Stem and tumor cell biology studies often require viral transduction of human cells with known or suspected oncogenes, raising major safety issues for laboratory personnel. Pantropic lentiviruses, such as the commonly used VSV-G pseudotype, are a valuable tool for studying gene function because they can transduce many cell types, including non-dividing cells. However, researchers may wish to avoid production and centrifugation of pantropic viruses encoding oncogenes due to higher biosafety level handling requirements and safety issues. Several potent oncogenes, including c-Myc and SV40 large T antigen, are known to enhance production of induced pluripotent stem cells (iPSC). All other known iPSC-inducing genetic changes (OCT4, SOX2, KLF4, NANOG, LIN28, and p53 loss of function) also have links to cancer, making them of relatively high safety concern as well.

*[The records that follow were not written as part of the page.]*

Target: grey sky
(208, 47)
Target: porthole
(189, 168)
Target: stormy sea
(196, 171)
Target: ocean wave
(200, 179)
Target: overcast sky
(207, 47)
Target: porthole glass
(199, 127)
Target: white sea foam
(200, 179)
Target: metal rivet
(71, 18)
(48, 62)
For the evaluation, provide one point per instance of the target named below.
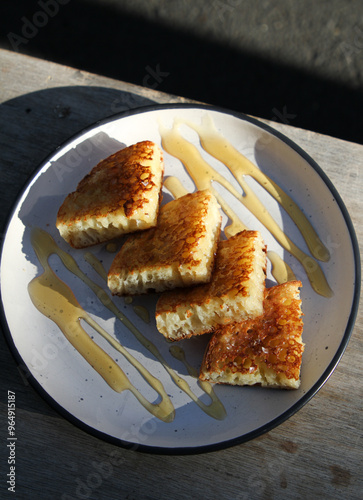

While these cancer-related viruses are useful in studying cellular reprogramming and pluripotency, they must be used safely. To address these biosafety issues, we demonstrate a method for transduction of human cells with ecotropic lentivirus, with additional emphasis on reduced cost and convenient handling. We have produced ecotropic lentivirus with sufficiently high titer to transduce greater than 90% of receptor-expressing human cells exposed to the virus, validating the efficacy of this approach.
Lentivirus is often concentrated by ultracentrifugation; however, this process takes several hours and can produce aerosols infectious to human biomedical researchers. As an alternative, viral particles can be more safely sedimented onto cells by complexation with chondroitin sulfate and polybrene (CS/PB). This technique increases the functional viral titer up to 3-fold in cells stably expressing murine retrovirus receptor, with negligible added time and cost. Transduction of human dermal fibroblasts (HDFs) is maximally enhanced using CS/PB concentrations approximately 4-fold lower than the optimal value previously reported for cancer cell lines, suggesting that polymer concentration should be titrated for the target cell type of interest. We therefore describe the use of methylthiazolyldiphenyl-tetrazolium bromide (MTT) to assay for polymer toxicity in a new cell type. We observe equivalent viability of HDFs after viral transduction using either polymer complexation or the standard dose of polybrene (PB, 6 μg/ml), indicating minimal acute toxicity.
In this protocol, we describe the use of ecotropic lentivirus for overexpression of oncogenes in human cells, reducing biosafety risks and increasing the transduction rate. We also demonstrate the use of polymer complexation to enhance transduction while avoiding aerosol-forming centrifugation of viral particles.